Statistics on the racial makeup of the male modeling industry are hard to come by, but an informal survey of Models.com’s top 50 male models presents us with six black models and four Asian models. It’s a substantial fraction, comparable to the five black female models and six Asian female models among the female top 50, and one that would have been unimaginable several years ago—but as is true for female models, tokenism within male modeling is still at play. “I can count on one hand the number of times when, if it hasn’t been a BET [Black Entertainment Television] fashion show or a ‘black’ fashion show, that there’s been more than one black male model on the shoot,” said Brent Zachery, a well-known black model, in an interview with The Washington Post.
Body image presents less of an issue. Male models’ bodies tend to fall into two categories: slender and muscular, with the former dominating the runway and the latter appearing more frequently in editorials and ad campaigns (which consequently makes them of greater influence to their male audience). The ubiquity of perfectly toned male models in Calvin Klein underwear ads and similar campaigns certainly influences men to attain a more muscular physique, according to a study cited by the Sex Information and Education Council of Canada. But the difference between this driving force toward muscularity and the parallel desire in women to achieve the slender figures of female models is that the degree to which male models are muscular is not inherently unhealthy, while the degree to which female models are thin is.
Are there male models that fall outside of this ideal—that is, is there a male counterpart to the female plus-size model?
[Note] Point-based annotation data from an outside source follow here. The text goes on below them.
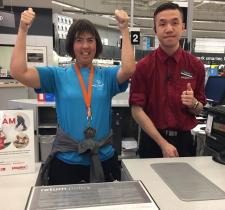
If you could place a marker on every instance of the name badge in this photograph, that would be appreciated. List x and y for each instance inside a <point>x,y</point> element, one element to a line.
<point>186,74</point>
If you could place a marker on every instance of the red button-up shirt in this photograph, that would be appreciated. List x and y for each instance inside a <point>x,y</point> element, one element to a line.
<point>158,83</point>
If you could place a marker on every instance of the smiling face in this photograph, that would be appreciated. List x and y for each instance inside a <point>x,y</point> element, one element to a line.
<point>84,48</point>
<point>169,28</point>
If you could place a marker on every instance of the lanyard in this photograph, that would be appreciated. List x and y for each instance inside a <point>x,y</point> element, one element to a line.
<point>86,94</point>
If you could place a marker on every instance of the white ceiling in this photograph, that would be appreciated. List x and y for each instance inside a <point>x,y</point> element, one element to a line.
<point>208,16</point>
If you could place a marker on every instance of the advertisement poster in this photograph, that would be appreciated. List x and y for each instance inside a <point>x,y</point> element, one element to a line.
<point>16,142</point>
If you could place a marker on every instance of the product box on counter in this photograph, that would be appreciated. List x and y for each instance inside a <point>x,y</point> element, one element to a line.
<point>16,142</point>
<point>131,195</point>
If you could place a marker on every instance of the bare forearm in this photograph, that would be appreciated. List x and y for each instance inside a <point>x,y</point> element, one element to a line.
<point>127,54</point>
<point>18,65</point>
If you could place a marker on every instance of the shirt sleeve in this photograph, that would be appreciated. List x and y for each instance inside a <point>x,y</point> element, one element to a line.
<point>138,87</point>
<point>115,87</point>
<point>47,79</point>
<point>200,83</point>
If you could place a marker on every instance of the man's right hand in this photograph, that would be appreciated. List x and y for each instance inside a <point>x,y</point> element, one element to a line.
<point>27,18</point>
<point>169,150</point>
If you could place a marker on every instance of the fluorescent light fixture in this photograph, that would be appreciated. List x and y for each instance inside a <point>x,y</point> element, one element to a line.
<point>181,3</point>
<point>213,2</point>
<point>67,5</point>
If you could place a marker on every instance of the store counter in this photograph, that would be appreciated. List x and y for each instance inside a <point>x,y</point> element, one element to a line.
<point>140,169</point>
<point>15,189</point>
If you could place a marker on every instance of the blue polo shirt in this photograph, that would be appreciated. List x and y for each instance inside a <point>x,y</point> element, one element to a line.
<point>70,105</point>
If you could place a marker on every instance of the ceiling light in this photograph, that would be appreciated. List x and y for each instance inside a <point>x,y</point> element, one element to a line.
<point>181,3</point>
<point>213,2</point>
<point>67,5</point>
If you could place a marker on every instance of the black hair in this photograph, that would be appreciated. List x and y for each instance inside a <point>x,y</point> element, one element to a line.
<point>77,28</point>
<point>167,6</point>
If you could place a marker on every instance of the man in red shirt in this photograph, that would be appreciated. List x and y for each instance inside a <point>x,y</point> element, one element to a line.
<point>167,90</point>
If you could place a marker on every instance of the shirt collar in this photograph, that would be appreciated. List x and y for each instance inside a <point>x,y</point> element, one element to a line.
<point>164,57</point>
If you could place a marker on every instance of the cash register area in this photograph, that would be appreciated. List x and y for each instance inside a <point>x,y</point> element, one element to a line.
<point>184,183</point>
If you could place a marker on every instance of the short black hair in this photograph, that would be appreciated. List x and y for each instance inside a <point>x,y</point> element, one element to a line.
<point>77,28</point>
<point>167,6</point>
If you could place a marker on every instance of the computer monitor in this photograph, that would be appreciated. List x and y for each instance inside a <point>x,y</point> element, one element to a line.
<point>215,89</point>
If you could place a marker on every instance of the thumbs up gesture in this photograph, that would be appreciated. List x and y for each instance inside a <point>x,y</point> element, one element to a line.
<point>122,18</point>
<point>187,96</point>
<point>26,19</point>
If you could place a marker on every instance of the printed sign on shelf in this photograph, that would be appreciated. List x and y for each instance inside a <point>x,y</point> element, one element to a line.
<point>16,142</point>
<point>135,36</point>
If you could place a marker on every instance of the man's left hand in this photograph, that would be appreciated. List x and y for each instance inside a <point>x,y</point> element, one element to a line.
<point>187,97</point>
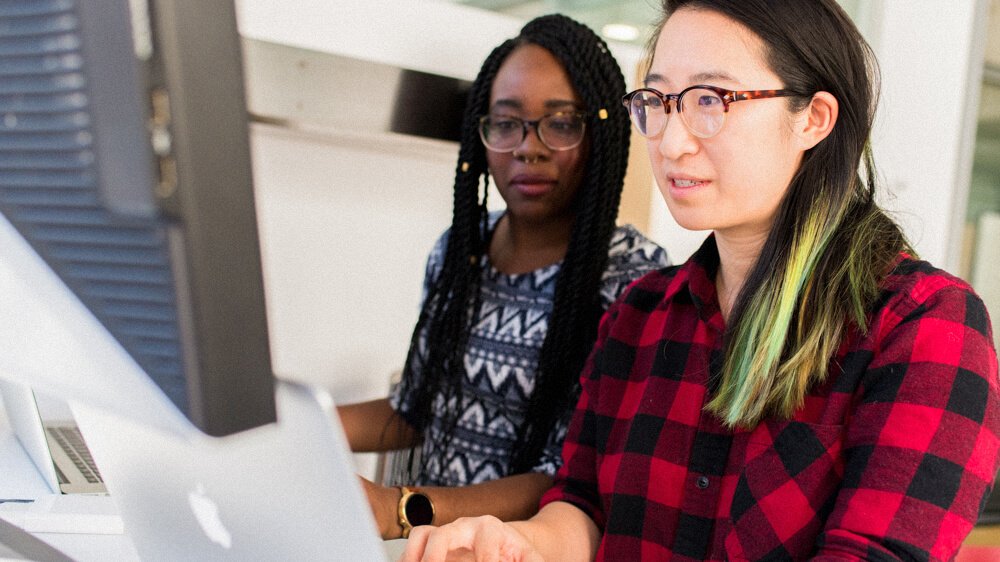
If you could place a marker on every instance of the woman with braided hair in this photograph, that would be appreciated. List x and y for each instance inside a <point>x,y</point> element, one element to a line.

For now, it appears, the answer is no. “Women’s ‘plus-size’ is based on the fact that curves can be sexy,” wrote Wilhelmina Models booking agent Greg Chan in an email to New York Magazine. “The equivalent of curves on a man is a beer gut and love handles, and that’s not sexy.”
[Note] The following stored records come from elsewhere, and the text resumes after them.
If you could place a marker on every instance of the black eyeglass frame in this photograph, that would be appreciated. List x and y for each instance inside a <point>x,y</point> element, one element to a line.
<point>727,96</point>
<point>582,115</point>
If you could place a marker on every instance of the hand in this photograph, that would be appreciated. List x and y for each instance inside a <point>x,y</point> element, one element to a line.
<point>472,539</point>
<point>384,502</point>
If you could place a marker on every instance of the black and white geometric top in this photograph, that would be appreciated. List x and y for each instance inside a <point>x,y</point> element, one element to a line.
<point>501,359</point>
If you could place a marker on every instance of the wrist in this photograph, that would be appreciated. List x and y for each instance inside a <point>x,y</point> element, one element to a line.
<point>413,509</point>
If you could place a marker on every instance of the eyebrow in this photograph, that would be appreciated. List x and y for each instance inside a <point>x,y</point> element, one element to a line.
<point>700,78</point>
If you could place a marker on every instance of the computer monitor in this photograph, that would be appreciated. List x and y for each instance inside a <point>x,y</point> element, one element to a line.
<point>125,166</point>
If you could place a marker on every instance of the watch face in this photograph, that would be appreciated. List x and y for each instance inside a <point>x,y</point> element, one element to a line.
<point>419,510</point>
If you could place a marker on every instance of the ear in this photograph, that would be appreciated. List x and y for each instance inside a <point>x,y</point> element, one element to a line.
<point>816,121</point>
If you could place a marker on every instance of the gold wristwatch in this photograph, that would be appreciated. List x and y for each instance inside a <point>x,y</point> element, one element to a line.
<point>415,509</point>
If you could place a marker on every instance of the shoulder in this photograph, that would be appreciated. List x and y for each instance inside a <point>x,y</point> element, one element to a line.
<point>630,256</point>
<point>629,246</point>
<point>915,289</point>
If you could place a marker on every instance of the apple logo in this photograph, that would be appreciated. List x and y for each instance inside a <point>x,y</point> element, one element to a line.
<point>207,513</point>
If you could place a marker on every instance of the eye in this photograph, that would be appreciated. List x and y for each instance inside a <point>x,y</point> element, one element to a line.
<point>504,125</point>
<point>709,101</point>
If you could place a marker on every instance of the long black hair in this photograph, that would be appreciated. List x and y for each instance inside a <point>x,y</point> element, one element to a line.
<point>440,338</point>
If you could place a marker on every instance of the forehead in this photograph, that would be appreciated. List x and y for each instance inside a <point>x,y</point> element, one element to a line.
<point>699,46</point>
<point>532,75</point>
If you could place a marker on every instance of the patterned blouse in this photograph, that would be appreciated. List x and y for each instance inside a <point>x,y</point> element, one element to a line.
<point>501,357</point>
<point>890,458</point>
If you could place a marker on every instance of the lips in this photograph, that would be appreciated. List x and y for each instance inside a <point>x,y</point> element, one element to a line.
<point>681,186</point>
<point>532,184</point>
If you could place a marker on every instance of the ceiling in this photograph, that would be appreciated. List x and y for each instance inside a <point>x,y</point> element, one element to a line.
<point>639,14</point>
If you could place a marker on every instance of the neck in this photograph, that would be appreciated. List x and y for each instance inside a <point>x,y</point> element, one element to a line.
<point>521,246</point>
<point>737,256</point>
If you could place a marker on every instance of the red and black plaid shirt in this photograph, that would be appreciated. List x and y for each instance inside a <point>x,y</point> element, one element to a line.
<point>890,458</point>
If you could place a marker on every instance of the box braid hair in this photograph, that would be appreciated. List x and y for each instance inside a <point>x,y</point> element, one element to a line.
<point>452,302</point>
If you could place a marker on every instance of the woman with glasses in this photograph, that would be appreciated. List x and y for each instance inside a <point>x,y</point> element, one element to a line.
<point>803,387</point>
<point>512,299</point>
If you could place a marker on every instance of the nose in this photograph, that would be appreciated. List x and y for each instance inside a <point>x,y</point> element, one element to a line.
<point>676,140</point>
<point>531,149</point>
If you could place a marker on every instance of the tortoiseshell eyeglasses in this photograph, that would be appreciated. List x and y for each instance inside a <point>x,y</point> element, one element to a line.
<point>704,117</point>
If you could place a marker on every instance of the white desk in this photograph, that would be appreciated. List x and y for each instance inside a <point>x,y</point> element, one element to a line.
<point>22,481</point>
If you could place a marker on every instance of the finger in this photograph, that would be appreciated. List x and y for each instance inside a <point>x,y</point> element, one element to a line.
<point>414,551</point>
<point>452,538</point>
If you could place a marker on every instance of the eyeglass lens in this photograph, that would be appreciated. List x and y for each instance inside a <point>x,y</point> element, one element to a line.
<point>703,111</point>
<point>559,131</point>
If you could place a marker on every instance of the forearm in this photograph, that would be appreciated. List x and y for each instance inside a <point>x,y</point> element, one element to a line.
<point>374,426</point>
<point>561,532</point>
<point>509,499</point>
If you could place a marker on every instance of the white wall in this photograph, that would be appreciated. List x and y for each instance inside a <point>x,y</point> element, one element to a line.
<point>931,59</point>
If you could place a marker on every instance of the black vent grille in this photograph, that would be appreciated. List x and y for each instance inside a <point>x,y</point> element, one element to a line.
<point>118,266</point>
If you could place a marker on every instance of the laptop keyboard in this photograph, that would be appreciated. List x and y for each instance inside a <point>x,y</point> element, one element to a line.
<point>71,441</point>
In lieu of the male plus-size model is instead a small market of big and tall models: men who are essentially taller, beefier versions of regular male models. But while female plus-size models, at size 12, don’t necessarily fit our definition of “true” plus-size, they are built similarly to the average American woman (at size 14) and thus provide some degree of representation of the everywoman’s body in the fashion industry. Men, on the other hand, have no equivalent. The male modeling industry is comprised of skinny men (runway models), buff men (editorial models), and buffer men (big and tall models), with no gray area in between for an average man—and the ensuing pressure for men to diet or train until they fall under one of these three body types, while perhaps not as medically dangerous or prevalent as the female compulsion to be thin, still serves as a mental and physical burden that could be alleviated were there a greater presence of average-figured men in editorials and on the runway.
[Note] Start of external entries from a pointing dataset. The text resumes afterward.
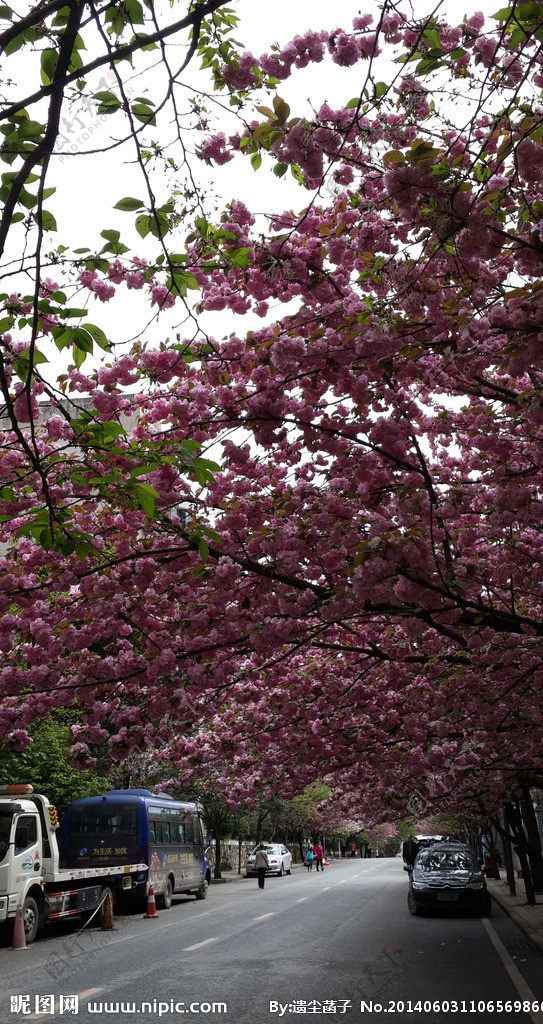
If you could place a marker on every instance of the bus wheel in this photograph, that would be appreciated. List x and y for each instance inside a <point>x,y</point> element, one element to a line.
<point>164,899</point>
<point>105,910</point>
<point>202,892</point>
<point>31,919</point>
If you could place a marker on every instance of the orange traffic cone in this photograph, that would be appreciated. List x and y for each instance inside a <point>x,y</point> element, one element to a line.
<point>107,922</point>
<point>19,939</point>
<point>152,906</point>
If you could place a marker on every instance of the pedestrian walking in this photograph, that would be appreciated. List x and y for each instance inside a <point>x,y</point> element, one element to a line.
<point>261,863</point>
<point>319,855</point>
<point>409,852</point>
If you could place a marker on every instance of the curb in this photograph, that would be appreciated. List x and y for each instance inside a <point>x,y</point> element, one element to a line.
<point>513,912</point>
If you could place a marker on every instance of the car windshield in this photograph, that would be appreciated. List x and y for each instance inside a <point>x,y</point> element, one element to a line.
<point>446,860</point>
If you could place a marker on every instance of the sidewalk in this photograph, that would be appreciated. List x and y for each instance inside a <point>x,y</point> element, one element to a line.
<point>529,919</point>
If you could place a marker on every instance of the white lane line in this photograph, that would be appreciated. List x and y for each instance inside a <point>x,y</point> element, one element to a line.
<point>80,995</point>
<point>198,945</point>
<point>521,986</point>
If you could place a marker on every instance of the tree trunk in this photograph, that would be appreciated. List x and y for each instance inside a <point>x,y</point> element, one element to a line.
<point>520,845</point>
<point>534,841</point>
<point>218,854</point>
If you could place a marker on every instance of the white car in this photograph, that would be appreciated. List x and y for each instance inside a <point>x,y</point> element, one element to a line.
<point>280,860</point>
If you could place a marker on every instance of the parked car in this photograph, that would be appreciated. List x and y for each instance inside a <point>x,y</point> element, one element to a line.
<point>280,860</point>
<point>448,877</point>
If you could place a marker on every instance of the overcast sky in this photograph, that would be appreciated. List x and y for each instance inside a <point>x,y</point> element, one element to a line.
<point>89,186</point>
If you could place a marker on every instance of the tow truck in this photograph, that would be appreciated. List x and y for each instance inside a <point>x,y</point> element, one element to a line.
<point>30,872</point>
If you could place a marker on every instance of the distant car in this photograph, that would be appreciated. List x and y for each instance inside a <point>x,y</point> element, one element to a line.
<point>448,877</point>
<point>280,860</point>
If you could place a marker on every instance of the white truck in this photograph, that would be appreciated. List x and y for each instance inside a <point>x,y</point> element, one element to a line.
<point>30,872</point>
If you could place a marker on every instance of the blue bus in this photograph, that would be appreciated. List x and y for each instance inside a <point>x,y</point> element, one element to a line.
<point>135,826</point>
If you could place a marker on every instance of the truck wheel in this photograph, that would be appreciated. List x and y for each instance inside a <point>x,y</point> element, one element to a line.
<point>164,900</point>
<point>31,919</point>
<point>412,906</point>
What it comes down to, as it always does, is the obligation that those exposed to images of these models, as well as the models themselves, feel to conform to a certain look, whether that standard refers to skin color, body type, or gender. There continues to be an overwhelming and seemingly intentional lack of diversity on the runway with regard to any type of distinguishing physical attribute: Calvin Klein’s Fall 2013 Menswear show, for example, featured an army of men with the same translucently pale skin and straight, side-parted brown hair (supplemented with one black and two Asian models—thanks for the diversity, CK!), all garbed in head-to-toe black and gray. Such a choice on the part of the designer and the casting director is understandable—to standardize the models is to draw less attention to each individual and is in some ways analogous to creating a unified color palette for the collection—but the aesthetic that they do choose to represent their entire collection is internalized as the beauty ideal in the minds of their viewers.
We should know better—but we don’t. So while designers have a responsibility to their craft, their art, they also have a responsibility to the people, to ensure that those who bear witness to their work don’t go to extremes in the attempt to attain an impossible ideal that can never be reached.